Using performance products to enhance that truck, wagon or sport-compact can be rewarding, or a total waste of the aspiring tuner’s hard-earned cash, depending on the level of knowledge at hand.
Your writer was an aspiring tuner not so long ago. Ditto his many friends, fellow racers and colleagues. Some nights, I still have dates on which I get intimate with my Toyota MR2’s oily bits.
Like most, over the years, I’ve wasted a pile of cash on stuff that offered little return on my investment. One of them was expensive synthetic motor oil.
Back in the day, my young, inexperienced brain once managed to convince itself that my 1993 Nissan 240SX was about the fastest, highest-performing thing ever to ride four wheels. And marketing folks at oil companies managed to convince me that if I didn’t use synthetic oil in my engine, it would sludge up with guck, perform embarrassingly, and blow up like a frog sucking on a cherry bomb shortly thereafter.
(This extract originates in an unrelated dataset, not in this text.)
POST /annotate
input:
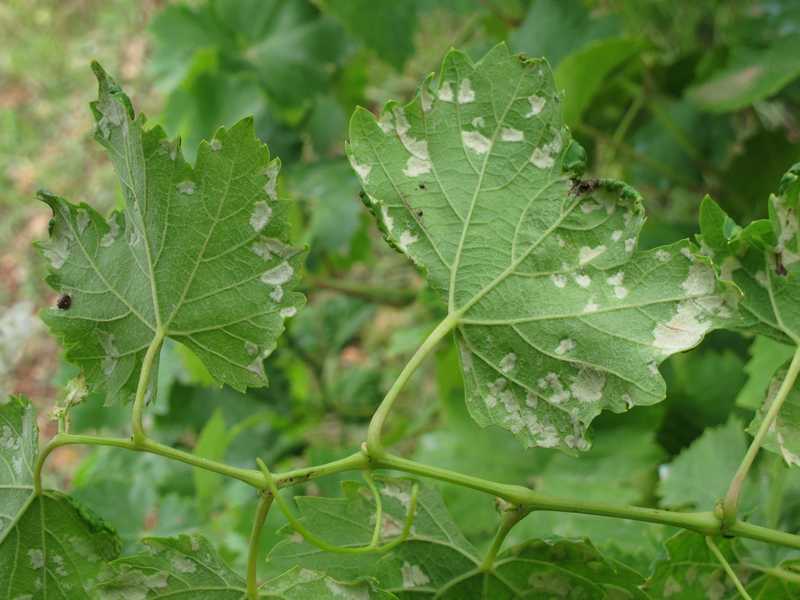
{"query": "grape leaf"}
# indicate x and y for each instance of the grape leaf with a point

As a result, I spent about 3 times the cash on synthetic oil at every oil change. I bought the special (and twice as expensive) synthetic oil filter while I was at it. I even bought a special ‘synthetic blend’ oil designed for ‘High RPM’ engines – or so the bottle said.
All of this was a waste.
Synthetic oil has benefits. Some folks use it to extend the distance between oil changes. Others feel it’s better in cold climates. Many drive cars that require synthetic oil (check your owner’s manual). These include the Porsche 911, the Nissan GT-R, the BMW M3 and the Dodge Viper.
All of these are high-performance cars that will, probably, visit a track somewhat regularly. While there, their high-performance engines will hit redline every few seconds, experience lengthy periods of high-RPM driving, and generate a sustained level of heat and stress that can start to break a regular oil down.
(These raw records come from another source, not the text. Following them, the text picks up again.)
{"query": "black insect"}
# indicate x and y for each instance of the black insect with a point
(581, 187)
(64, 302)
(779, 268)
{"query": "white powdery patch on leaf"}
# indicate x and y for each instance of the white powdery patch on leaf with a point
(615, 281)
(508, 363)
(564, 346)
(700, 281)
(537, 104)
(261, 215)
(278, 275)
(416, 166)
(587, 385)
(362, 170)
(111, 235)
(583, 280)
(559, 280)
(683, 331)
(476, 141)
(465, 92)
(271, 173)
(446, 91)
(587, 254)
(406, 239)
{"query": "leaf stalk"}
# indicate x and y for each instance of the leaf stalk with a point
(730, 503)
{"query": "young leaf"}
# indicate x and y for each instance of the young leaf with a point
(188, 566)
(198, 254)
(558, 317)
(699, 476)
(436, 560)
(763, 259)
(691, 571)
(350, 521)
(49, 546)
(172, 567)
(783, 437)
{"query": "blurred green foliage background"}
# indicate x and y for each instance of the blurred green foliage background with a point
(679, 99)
Cars and engines like these are why synthetic oil exists.
It’s important to understand the following: a car driven on the street won’t generate a level of sustained heat and stress anywhere close to that generated by track driving. Even the most aggressive street driving won’t begin breaking down a standard motor oil, let alone a synthetic oil costing way more.
Today, my Toyota MR2 happily runs Castrol GTX conventional engine oil at every change. I’ve done a few track days and drag-race days with it, too. No issues. It runs strongly and reliably, all day long. I change my oil by the time 5,000 kilometres rolls around, don’t worry about sludge, and save the extra cash for coffees and gasoline.
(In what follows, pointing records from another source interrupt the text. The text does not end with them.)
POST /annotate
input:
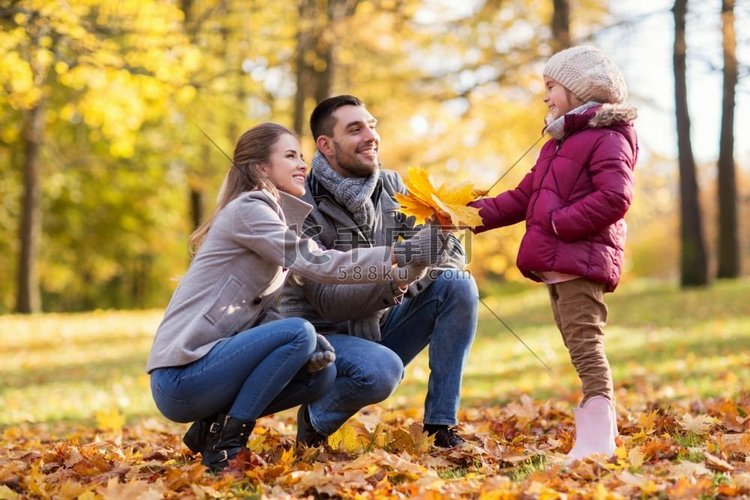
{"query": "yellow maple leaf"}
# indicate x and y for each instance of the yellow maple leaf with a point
(699, 424)
(447, 204)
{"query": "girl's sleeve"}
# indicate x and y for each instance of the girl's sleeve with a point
(506, 208)
(611, 169)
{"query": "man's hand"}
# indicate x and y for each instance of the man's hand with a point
(323, 356)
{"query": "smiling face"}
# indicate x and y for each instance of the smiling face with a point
(285, 167)
(352, 150)
(558, 99)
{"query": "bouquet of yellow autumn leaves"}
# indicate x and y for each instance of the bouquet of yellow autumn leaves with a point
(445, 204)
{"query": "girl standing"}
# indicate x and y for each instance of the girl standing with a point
(573, 201)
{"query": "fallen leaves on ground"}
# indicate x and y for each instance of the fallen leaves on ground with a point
(446, 203)
(680, 449)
Besides, oil sludge is not caused by not using synthetic oil. It’s caused, almost exclusively, by neglect, skipping oil changes, and driving habits that don’t allow the engine to get nice and hot every once in a while.
So, got a high-performance engine? Race your car? Synthetic oil might be the way to go. But, if you’re driving a normal car on the street and using synthetic oil mainly because you think the regular stuff will make your engine turn into soup, do your homework and make sure you’re not wasting your money.